Born into Brothels
Directed by Ross Kauffman and Zana Briski
They say a picture is worth a thousand words. But it holds even more value for dispossessed kids with no birthright.
The 2005 Academy Award winner for best documentary feature, Born into Brothels
chronicles the spiralling journey of children born into a lower caste — sometimes to drug-addicted and prostitute parents — in Calcutta’s red-light district. Their exit from squalor materializes through director Zana Briski, a New York-based photographer who gives them point-and-shoot cameras and teaches how to take pictures. By encouraging the children to snap photos at places like the Calcutta Beach and Marble Palace Zoo, she is able to show them how to dream outside their poverty-stricken neighbourhoods.
It’s during this artful process that Briski decides to take on another mammoth task: getting her female pupils out of the brothels and into boarding schools. But the endeavour, which involves navigating what she labels India’s “labyrinthine bureaucracy,” proves frustrating.

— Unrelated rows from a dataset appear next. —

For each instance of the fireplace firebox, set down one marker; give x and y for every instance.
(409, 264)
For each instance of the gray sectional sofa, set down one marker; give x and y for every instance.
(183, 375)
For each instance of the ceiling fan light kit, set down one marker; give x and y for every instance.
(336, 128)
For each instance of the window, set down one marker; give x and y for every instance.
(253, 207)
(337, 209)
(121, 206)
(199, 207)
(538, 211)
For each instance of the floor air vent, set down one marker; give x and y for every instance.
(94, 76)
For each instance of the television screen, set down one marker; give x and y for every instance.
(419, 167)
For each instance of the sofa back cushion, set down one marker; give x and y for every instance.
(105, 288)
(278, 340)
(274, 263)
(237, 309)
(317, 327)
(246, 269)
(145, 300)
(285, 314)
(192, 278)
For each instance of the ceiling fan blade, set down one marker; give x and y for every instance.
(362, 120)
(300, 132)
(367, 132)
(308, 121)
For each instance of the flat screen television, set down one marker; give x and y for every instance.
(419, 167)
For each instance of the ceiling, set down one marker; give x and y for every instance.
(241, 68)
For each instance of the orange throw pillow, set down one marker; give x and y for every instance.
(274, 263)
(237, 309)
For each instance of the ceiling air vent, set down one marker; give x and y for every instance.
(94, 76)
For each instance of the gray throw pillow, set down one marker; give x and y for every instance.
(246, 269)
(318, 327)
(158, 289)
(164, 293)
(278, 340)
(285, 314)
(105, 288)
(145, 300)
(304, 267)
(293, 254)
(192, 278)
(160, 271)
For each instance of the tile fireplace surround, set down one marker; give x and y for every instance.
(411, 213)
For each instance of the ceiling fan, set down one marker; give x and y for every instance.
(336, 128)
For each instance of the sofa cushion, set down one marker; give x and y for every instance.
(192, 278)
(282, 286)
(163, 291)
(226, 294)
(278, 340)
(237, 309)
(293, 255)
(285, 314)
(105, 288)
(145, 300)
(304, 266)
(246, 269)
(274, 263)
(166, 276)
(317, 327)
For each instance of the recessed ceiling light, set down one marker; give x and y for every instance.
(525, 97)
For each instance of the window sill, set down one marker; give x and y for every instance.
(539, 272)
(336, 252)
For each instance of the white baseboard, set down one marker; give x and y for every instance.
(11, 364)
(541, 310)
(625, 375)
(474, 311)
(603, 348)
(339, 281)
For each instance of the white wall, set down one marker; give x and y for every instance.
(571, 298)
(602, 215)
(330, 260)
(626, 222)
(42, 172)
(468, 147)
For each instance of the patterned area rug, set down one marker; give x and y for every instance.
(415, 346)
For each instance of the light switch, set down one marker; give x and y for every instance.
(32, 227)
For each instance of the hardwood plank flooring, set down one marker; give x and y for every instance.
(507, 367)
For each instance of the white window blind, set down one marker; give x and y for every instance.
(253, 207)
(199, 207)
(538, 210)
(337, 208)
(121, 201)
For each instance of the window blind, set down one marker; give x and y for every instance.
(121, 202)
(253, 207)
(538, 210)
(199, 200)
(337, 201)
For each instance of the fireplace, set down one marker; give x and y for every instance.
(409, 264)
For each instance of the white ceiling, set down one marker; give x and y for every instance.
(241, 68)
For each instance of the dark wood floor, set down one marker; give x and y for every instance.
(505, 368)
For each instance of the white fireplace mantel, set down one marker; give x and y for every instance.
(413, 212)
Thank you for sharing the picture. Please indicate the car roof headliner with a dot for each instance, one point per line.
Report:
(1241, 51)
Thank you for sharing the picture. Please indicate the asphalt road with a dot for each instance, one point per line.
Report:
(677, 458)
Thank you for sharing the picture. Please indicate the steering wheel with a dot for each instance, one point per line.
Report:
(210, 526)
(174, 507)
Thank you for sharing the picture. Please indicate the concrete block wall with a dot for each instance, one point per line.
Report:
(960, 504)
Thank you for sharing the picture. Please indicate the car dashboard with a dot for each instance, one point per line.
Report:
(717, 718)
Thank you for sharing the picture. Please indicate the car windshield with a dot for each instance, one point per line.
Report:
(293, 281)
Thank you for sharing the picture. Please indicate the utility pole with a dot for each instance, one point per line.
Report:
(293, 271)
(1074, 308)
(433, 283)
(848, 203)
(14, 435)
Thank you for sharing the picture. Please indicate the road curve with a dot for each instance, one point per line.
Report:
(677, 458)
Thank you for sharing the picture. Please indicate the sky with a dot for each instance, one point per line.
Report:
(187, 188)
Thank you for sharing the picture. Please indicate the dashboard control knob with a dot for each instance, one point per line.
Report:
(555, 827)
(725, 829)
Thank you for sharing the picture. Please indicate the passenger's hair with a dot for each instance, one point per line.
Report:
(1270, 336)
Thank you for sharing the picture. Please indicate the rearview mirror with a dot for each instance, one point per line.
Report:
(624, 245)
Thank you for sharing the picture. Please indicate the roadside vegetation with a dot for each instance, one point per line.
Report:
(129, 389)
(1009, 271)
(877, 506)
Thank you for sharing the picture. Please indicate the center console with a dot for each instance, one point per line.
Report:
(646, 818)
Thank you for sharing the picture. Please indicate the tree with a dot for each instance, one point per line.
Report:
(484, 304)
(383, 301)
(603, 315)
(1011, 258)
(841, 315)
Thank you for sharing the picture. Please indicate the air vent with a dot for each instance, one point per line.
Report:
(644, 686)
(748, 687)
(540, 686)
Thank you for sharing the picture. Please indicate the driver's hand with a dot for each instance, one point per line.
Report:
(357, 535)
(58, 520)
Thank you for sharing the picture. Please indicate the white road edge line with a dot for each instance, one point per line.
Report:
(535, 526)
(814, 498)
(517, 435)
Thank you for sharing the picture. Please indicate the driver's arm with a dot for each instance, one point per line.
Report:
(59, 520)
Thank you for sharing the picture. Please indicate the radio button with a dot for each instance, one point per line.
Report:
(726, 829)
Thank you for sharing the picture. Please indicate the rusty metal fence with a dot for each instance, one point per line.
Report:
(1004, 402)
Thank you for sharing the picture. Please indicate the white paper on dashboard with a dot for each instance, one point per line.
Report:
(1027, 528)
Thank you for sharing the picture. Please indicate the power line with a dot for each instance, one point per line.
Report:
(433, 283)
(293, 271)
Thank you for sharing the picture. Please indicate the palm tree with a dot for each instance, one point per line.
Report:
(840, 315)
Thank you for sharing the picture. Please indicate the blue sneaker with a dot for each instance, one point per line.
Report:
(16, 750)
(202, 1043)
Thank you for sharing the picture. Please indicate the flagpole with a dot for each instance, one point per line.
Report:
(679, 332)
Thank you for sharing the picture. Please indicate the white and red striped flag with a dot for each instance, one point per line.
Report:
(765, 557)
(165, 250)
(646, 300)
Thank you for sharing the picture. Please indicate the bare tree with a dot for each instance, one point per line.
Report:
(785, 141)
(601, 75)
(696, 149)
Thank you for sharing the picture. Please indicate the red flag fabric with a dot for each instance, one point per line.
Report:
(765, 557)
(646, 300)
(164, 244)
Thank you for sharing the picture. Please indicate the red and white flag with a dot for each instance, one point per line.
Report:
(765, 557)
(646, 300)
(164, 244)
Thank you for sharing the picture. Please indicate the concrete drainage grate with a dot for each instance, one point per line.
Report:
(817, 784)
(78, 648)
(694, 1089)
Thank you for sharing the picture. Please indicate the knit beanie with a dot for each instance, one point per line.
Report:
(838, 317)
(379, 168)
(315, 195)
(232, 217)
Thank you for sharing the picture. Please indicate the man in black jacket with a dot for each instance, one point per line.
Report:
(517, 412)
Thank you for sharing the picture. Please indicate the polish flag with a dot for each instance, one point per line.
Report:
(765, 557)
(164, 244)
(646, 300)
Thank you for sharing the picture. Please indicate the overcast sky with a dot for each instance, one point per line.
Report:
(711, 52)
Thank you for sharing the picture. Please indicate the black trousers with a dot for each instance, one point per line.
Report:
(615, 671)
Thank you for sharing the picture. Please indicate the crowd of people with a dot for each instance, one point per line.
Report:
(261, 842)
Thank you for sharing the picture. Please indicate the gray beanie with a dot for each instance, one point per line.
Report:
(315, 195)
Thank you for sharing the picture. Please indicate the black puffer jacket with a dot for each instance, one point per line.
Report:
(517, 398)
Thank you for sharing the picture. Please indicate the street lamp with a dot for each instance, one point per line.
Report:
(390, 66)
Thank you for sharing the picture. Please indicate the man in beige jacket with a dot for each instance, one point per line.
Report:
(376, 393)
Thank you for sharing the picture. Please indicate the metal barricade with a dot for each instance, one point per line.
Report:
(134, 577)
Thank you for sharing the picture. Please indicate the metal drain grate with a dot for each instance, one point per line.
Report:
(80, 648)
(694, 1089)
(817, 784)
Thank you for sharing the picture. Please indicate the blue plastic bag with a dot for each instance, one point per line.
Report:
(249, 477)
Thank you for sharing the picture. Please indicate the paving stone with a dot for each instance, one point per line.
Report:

After a series of emotional highs and lows, the children’s photos are finally exhibited in a New York art show, which raises their profile and enough money for their education in Calcutta. Inspired, Brinski goes on to start up Kids with Cameras, which further subsidizes the lives of those shown in the film.
Absent of sentimentality, Born into Brothels
exposes a global underbelly characterized by female infanticide, dowry deaths and widowhood. But through the novices’ own photography, the directors encapsulate the surprising beauty of one of India’s most impoverished underclasses. They show that hope can be found in the unlikeliest of places.